Seperti biasa, sebelum memasuki gerbang sekolah, tak lupa
aku pamitan dan mencium tangan Ayahku terlebih dahulu. Memasuki gerbang
sekolah, hawa tak enak yang sedari tadi menghantuiku diperjalanan semakin menjadi-jadi.
Semakin cepat aku melangkah, semakin tak enak pula hawanya. Hingga pada
saatnya, aku terkejut setengah mati dengan apa yang kulihat. Ada seorang lelaki
yang tewas mengenaskan didepanku. Kepalanya hampir pecah dengan darah yang
bercucuran dan darah itu mengenai tepat di telapak sepatuku. Kejadian itu
terjadi tepat di lapangan sepakbola yang ada di sekolahku. Menyeramkan memang !
Karena hanya aku yang bisa melihat kejadian itu, sementara yang lain tidak bisa
melihatnya dengan kasat mata.
Kembali aku melangkah dengan cepat menuju kelas. Aku merasa
tidak enak badan disekujur tubuh. Hingga pada akhirnya, sekujur tubuhku mulai
terserang demam yang cukup tinggi. Teman-teman yang lain membujukku untuk
istirahat di UKS. Namun, aku tak mau karena tak ingin ketinggalan pelajaran.

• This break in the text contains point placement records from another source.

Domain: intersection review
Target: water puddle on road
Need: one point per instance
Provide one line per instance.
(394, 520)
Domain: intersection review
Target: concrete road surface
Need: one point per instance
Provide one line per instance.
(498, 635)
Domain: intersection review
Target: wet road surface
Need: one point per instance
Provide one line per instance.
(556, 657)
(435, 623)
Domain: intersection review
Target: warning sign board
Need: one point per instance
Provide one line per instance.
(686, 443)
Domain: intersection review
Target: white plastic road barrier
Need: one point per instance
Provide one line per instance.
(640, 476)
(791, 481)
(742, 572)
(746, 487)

“ Aku antar ke UKS ya, Raa. Biar bisa istirahat. “ bujuk
salah satu temanku. Aku hanya menggelengkan kepala.
Tet . . tet . . tet . . Bunyi bel tanda pulang sekolah telah
berbunyi. Dengan lemas aku berjalan dengan dibopong oleh salah satu temanku.

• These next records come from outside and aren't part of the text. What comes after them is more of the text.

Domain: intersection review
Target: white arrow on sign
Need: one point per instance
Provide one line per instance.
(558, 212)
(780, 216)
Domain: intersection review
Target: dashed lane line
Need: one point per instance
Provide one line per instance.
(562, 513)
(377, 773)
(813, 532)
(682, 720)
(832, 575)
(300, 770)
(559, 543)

Sesampai di rumah, aku hanya bisa terbaring lemah karena sakit yang tiba-tiba
itu. Kemudian, aku ceritakan apa yang kulihat tadi pagi di sekolah kepada orang
tuaku.
“ Ma, tadi Raraa lihat ada cowok yang meninggal di lapangan
sepakbola sekolah. Kepalanya ngeriii . . hampir pecah dan darahnya mengenai
tepat di sepatu Raraa. “ ungkapku lemah.
“ Kenapa nggak di tolong ? “ tanya mamaku kaget.
“ Gimana mau nolong. Orang dianya bukan dari alam kita. “
jelasku. Barulah mama mengerti. Kata mama, mungkin sakitku ini karena efek
melihat peristiwa di sekolah tadi.
Ya, memang ! Aku punya penglihatan yang jarang dipunyai
orang. Tapi, kadang aku takut dengan pemberian Tuhan yang satu ini. Apakah aku
harus mensyukurinya atau membuangnya jauh-jauh ? Aku ingin hidup normal
layaknya anak-anak yang lain, bukan abnormal seperti yang ada pada diriku ini.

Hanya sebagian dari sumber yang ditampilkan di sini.